We’ve had several blog posts listing reasons to replace your Windows 2003 servers as soon as possible. Server 2003 will be targeted by the most malicious hackers because no patches are coming from Microsoft.
I’m sure you’ve been working diligently on migrating and upgrading, but there are probably a few systems that just aren’t easy to separate from Server 2003. Usually, they have some 16-bit code or include deep API’s into the Windows kernel that just won’t let it go.
Here are some ideas:
- Move to a cloud-based, SaaS offering instead. Even though that old Fax application is paid for and running, it’s now a security hole because of the Server 2003 base. New applications offer extended features and are better tailored to modern, access-anywhere work styles. We’ve talked to several customers stuck on an old Exchange 2003 or 2007 server because of an old fax system. Two birds with one stone! Move email to an Office 365-hosted Exchange and upgrade your fax capability at the same time. You’ll have fewer servers to manage – a win-win-win!
- Try a bigger hammer. To aid the move of an old application to Server 2012 or Server 2008, there are some tools that can help. The Microsoft Application Compatibility Toolkit or Citrix AppDNA may give remediation hints that you didn’t think of. Sometimes it’s just an older version of ASP.NET libraries.
- “Containerize” the application. Although it may cost a little more, technologies like AppZero can wrap the old, Server 2003-dependent application in a portable container that may run on a new version of the OS. You still haven’t modernized the application, but at least it’s not running on a vulnerable OS base.
If you still can’t get rid of that Windows Server 2003 operating system, then guard it diligently.
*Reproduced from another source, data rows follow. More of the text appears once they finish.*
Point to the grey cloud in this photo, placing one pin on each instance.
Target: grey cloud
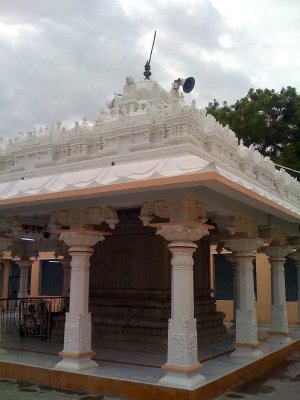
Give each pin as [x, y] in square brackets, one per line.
[84, 49]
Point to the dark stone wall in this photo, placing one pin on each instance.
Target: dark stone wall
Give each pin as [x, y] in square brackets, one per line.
[134, 258]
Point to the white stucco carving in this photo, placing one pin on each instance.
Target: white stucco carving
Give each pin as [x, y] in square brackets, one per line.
[77, 351]
[246, 323]
[144, 122]
[182, 331]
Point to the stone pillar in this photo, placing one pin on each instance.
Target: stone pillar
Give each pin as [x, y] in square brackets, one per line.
[24, 266]
[296, 257]
[232, 261]
[2, 351]
[246, 324]
[279, 318]
[66, 264]
[182, 365]
[77, 351]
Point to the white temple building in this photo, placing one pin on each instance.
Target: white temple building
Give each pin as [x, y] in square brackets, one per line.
[133, 204]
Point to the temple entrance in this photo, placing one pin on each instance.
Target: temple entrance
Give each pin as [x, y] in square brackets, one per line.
[130, 280]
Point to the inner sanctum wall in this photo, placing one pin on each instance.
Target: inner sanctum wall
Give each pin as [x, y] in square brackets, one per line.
[130, 280]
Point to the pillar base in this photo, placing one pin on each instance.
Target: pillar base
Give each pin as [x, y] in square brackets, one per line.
[182, 377]
[76, 362]
[279, 338]
[246, 352]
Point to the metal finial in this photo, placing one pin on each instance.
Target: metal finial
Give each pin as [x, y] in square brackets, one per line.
[147, 72]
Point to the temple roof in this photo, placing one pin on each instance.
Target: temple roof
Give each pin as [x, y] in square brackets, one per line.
[145, 133]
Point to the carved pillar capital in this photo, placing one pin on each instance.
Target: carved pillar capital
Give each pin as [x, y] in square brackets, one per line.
[279, 316]
[243, 246]
[82, 239]
[24, 264]
[295, 255]
[82, 218]
[182, 232]
[176, 210]
[278, 253]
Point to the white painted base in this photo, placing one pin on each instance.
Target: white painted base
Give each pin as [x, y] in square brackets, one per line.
[242, 354]
[182, 380]
[75, 364]
[279, 339]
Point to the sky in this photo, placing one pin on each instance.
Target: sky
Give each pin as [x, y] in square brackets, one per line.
[62, 60]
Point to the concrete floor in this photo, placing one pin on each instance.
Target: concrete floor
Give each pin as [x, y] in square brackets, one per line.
[281, 383]
[141, 367]
[13, 390]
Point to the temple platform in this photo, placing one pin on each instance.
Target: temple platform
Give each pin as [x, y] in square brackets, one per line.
[135, 374]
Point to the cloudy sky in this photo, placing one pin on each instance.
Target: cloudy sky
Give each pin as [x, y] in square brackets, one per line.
[63, 59]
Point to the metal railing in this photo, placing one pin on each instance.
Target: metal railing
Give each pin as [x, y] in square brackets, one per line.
[30, 316]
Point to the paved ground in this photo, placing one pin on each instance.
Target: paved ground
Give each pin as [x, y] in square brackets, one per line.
[13, 390]
[281, 383]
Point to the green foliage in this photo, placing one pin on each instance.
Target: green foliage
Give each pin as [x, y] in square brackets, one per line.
[268, 119]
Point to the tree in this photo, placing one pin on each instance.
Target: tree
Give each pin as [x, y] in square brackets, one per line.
[268, 119]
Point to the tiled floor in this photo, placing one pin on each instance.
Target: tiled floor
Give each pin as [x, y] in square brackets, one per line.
[13, 390]
[132, 366]
[281, 383]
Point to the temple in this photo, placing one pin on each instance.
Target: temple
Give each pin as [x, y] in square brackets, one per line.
[131, 206]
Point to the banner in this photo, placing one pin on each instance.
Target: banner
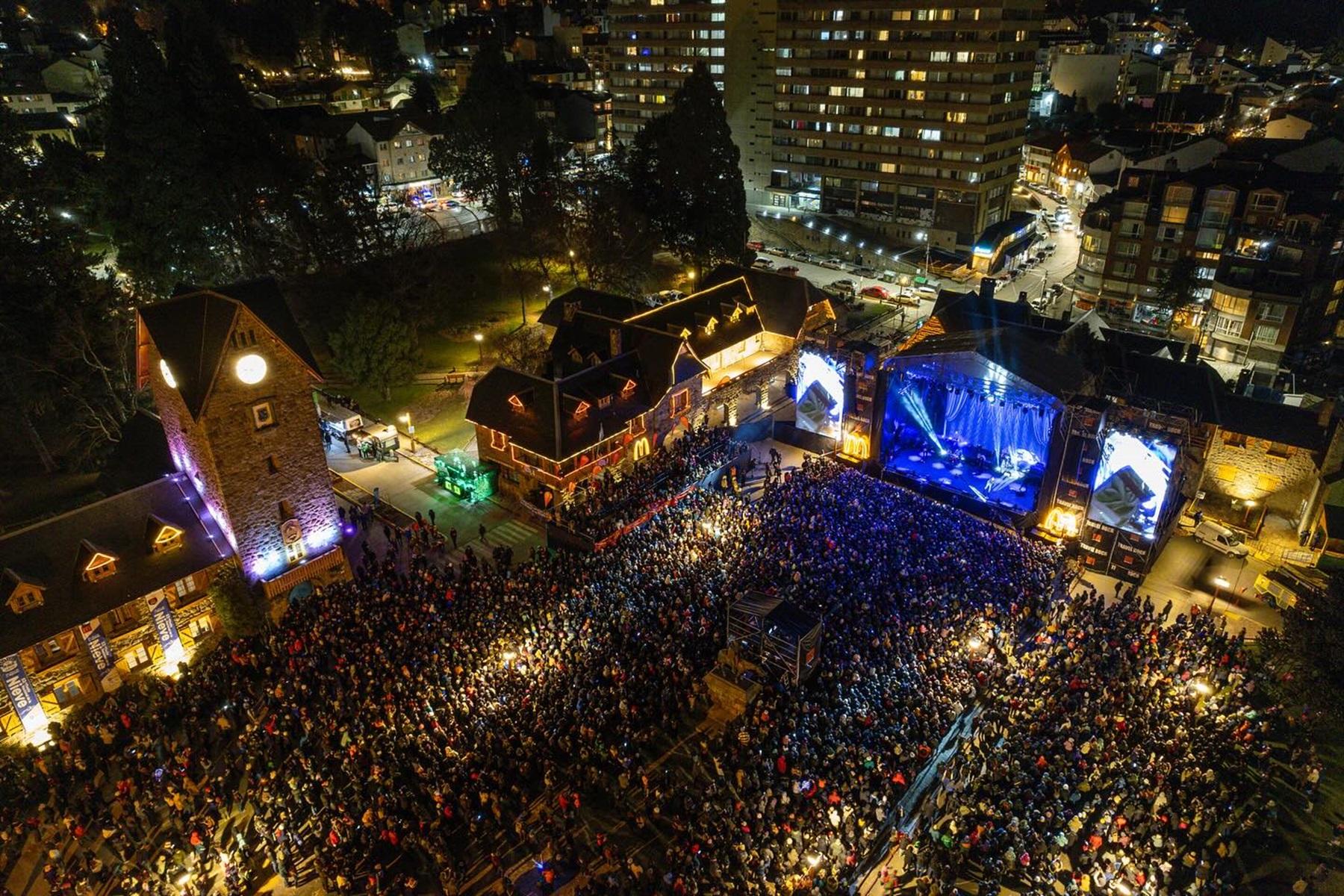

Use a comprehensive server management system, like Microsoft Systems Center Operations Manager, to aggregate and report in real-time. Watch for any failed admin logins or attempts to access services that aren’t directly application-related. Isolate the Server 2003 systems behind another firewall, keep an up-to-date antimalware system and use NIST or other lock-down standards to harden the system. Finally, assign a senior administrator the responsibility of watching these servers until they can be removed from your production networks.